O sentido de sa·ʽír e se·ʽi·rím nos outros dois textos (Is 13:21; 34:14) não goza de aceitação tão geral como tendo relação com a adoração falsa. Nesses textos, as ruínas desoladas de Babilônia e de Edom são representadas como habitadas por criaturas selvagens, inclusive por seʽi·rím. Algumas traduções vertem o termo no seu sentido comum como “bodes” (BJ [13:21]; Fi [34:14]; Yg) ou como “cabras selvagens” (BLH [13:21]; AS), ao passo que a versão Figueiredo, embora use “demônios” em Levítico e em Segundo Crônicas (Paralipômenos), prefere “peludos” em Isaías 13:21. Aqueles que preferem tais traduções nesses textos indicam que a palavra aparece entre outras criaturas conhecidas como animais ou aves literais. Objetando à tradução de sa·ʽir por “sátiro” em Isaías 34:14, G. R. Driver (Palestine Exploration Quarterly [Revista Trimestral sobre a Exploração da Palestina], Londres, 1959, p. 57) salienta que o sátiro em parte alguma era usado na mitologia como símbolo de desolação, mas, antes, de lascívia e folia; favorecendo considerar o sa·ʽír como bode literal, ele mostra que os bodes se dão bem em lugares ermos, e que se relata que cabras-selvagens são comuns na extremidade S do Mar Morto, e assim na direção do desolado Edom, contra quem se proferiu a profecia de Isaías (34:14).
Aqueles que favorecem a tradução em Isaías igual à indicada pelos textos de Levítico e Segundo Crônicas mostram que a tradução da Septuaginta usa “demônios” para seʽi·rím em Isaías, e que João usa a mesma linguagem da Septuaginta (Is 13:21) ao descrever a desolada Babilônia, a Grande, como guarida de toda ave impura e de “demônios”. (Re 18:2) Naturalmente, não se pode declarar definitivamente que o apóstolo João aqui citou realmente a Septuaginta.
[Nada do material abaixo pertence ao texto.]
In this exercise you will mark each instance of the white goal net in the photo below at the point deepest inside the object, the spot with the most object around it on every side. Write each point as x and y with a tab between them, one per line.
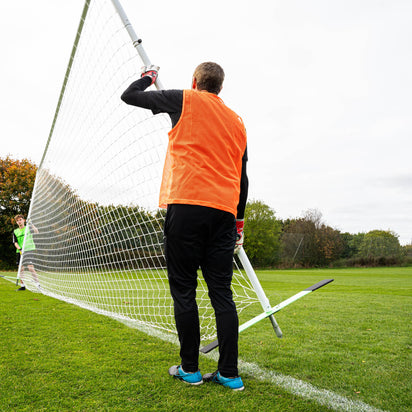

É digno de nota, porém, que, conforme declarado no Theological Dictionary of the New Testament (Dicionário Teológico do Novo Testamento), “a LXX presume . . . que [dai·mó·ni·on, traduzido por “demônio”] seja um termo depreciativo aplicado a deuses pagãos”. — Editado por Gerhard Kittel, 1971, Vol. II, p. 12.
Portanto, este assunto não permite uma certeza absoluta. Isaías talvez injetasse na sua lista de animais e aves referências literais a demônios, não querendo dizer que tais demônios se materializassem realmente na forma de bodes, mas, antes, que a mente dos pagãos em volta desses lugares imaginaria os sítios desolados povoados por tais habitantes demoníacos. A história mostra que o povo da Síria e da Arábia já por muito tempo tem associado criaturas monstruosas com ruínas similares, e os jinn dos árabes são representados como tendo monstruosas formas peludas. Por outro lado, os seʽi·rím que ocupavam as ruínas desoladas de Edom e Babilônia bem que podem ter sido animais reais, peludos e talvez de uma aparência que induzisse os observadores a pensar em demônios.